If anything is clear from the book it is that Eric Hörst really wants all of us to climb better, not just harder, to understand what’s going on in the miracle we call our bodies and bring out our best in the even greater miracle of belief, action and thought that is life. As I think of the best times I have had climbing, I am always struck by the intense awareness of a sense of well-being, of rightness of purpose, of a blend of physical and mental power brought out in a way no other activity can mirror. And while I was sure at the time, that I had truly dug as deep as I could, all I learned was that, well there was so much more to learn. This book is a guide to that process of self-exploration and well worth your time and money.


Anonymous said...


You've pondered several times why it is that John Gill was able to climb only around V9 - despite his feats of strengths - while modern climbers operate at much higher levels without the feats of strength.

While I suppose that mental strength could be the reason, I see no reason that it might be anything other than finger strength and approach.

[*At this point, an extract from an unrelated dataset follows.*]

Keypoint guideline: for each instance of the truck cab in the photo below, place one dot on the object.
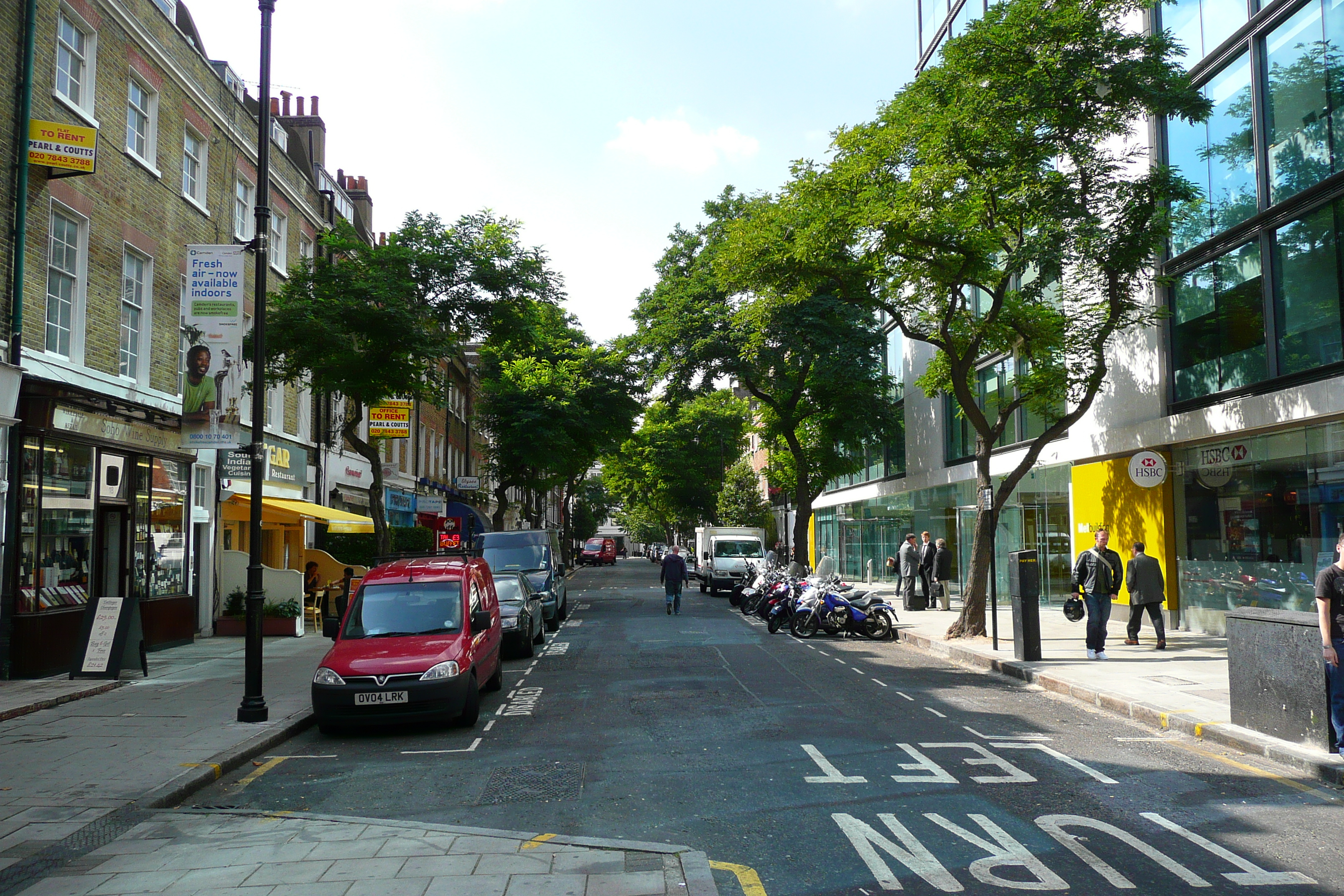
(722, 554)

I would love to see extensive finger strength testing amongst the world's top climbers. Such a thing is nebulous and would be tricky to test, but I would guess that you would see an extremely high correlation between pure finger strength and difficulty-attained.

Now, there are other things involved: movement skills, other physical traits (body size, flexibility, core strength, pull power, etc), and mental abilities involved, but I am of the opinion that the primary reason that modern boulderers could not perform the feats of strength is simply that they are relatively unimportant.

Semi-relevant tangent:
It reminds me of several years ago when Kevin Durant, now an NBA star, was receiving all sorts of flak because he failed to bench press 185 pounds before the NBA draft. Lots of analysts were using that to question whether he would succeed in the NBA - despite the fact that he had succeeded at a high level in college. Of course, he has succeeded, which suggests that the amount you can bench press is not all that integral to your success as a basketball player.
Now, I suppose that there is no resolving this until we have the aforementioned study, which won't happen. However, I will pose you this query: do you really think that a 16-year old Dave Graham was better mentally / technically than the boulderers who worked on feats of strength in the 60s/70s?

Or could it be that those feats of strength don't help all that much, and he simply had genetically stronger fingers that he subsequently trained more effectively, had better shoes, and was acculturated to try a problem hundreds of times (something that was more uncommon 30-40 years ago due to style and lack of crashpads)?


Peter Beal said...

This is a great comment and I will address it for sure. Nutshell response--yes finger strength matters, a lot. I agree that the types of gymnastic feats that we saw in the 60s from Gill and others were not really relevant. But finger strength is not the only thing. I would say that Dave, to take that example showed himself from very early on to be incredibly technically adept. Many have observed this before. However your excellent comment deserves more thought. Great stuff, I wish I had responses like this all the time!